The response from the pediatric community has primarily been to rise to the occasion and take on all these new challenges and responsibilities as best they can. While doing this, they also try to keep up with the latest information about mental health best practices, whether due to personal conviction or simply a lack of options. However, while many pediatricians now fully support the notion that mental health issues should be considered in their “lane,” the sentiment is far from universal. Some people believe that all mental health problems necessitate a referral, even though most orthopedic problems, infections, asthma, rashes, and other medical issues can be treated without referring the patient to a specialist.

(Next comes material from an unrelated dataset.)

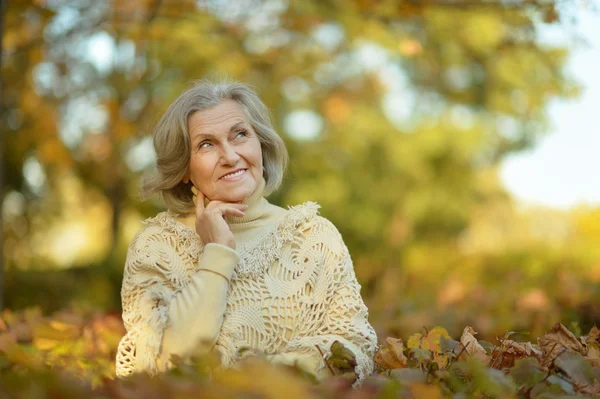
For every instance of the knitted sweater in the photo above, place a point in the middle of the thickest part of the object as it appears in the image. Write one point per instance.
(288, 288)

Others are eager to contribute to mental health care but are concerned that they have been pushed into waters that are too deep or too turbulent for their level of training. They may argue that diagnosing and treating ADHD is one thing, but being asked to take over the care of an adolescent with bipolar disorder who has just been discharged from a psychiatric hospital is not in anyone’s best interests.
Of course, where someone’s comfort level ends will differ from clinician to clinician based on that pediatrician’s level of interest, experience, and community resources. The AAP does not require or even encourage all pediatricians to be at the same level of competence when assessing and treating mental health problems. However, it is probably fair to say there is a move to elevate the collective bar at least a notch.
As a result, the mental health community has taken steps to assist primary care clinicians in their expanded role. These efforts have taken many forms, most notably the integrated care model, in which various mental health clinicians see patients in primary care offices rather than forcing them to come to them. Many states now have consultation programs that offer easy access to a child psychiatrist or other mental health professionals for case-related questions via phone, email, or single in-person consultations. Additional training and educational opportunities are now available for pediatricians in residency and practice.
These initiatives are bolstered by research demonstrating that good mental health care can be delivered in pediatric settings. That cost savings, particularly for non-psychiatric medical care, can be realized. Despite these promising leads, some will see anything less than increased availability of a psychiatrist to “take over” a patient’s mental health care as falling short of the clinical need.
Consider three common clinical scenarios that are commonly present to a pediatrician:
- A new presentation of ADHD symptoms.
- Anxiety or obsessive-compulsive problems.
- The return of a patient who has been psychiatrically hospitalized and is now taking multiple medications.
Previously, all three cases would have frequently resulted in a referral to a psychiatrist. Today, however, it is very likely that only one of these cases would be referred, as ADHD can be well diagnosed and managed in primary care. Problems like anxiety and obsessive-compulsive disorder are referred first to a non-MD psychotherapist rather than a psychiatrist.
Moving forward, today’s pediatrician is expected to do more than refer patients to a psychiatrist for mental health care. Despite having little formal training, the majority already do. Several encouraging signs of support for pediatricians attempting to fulfill these new responsibilities will only grow as evidence shows that promoting mental well-being can be a key to overall health and the cost of future health care.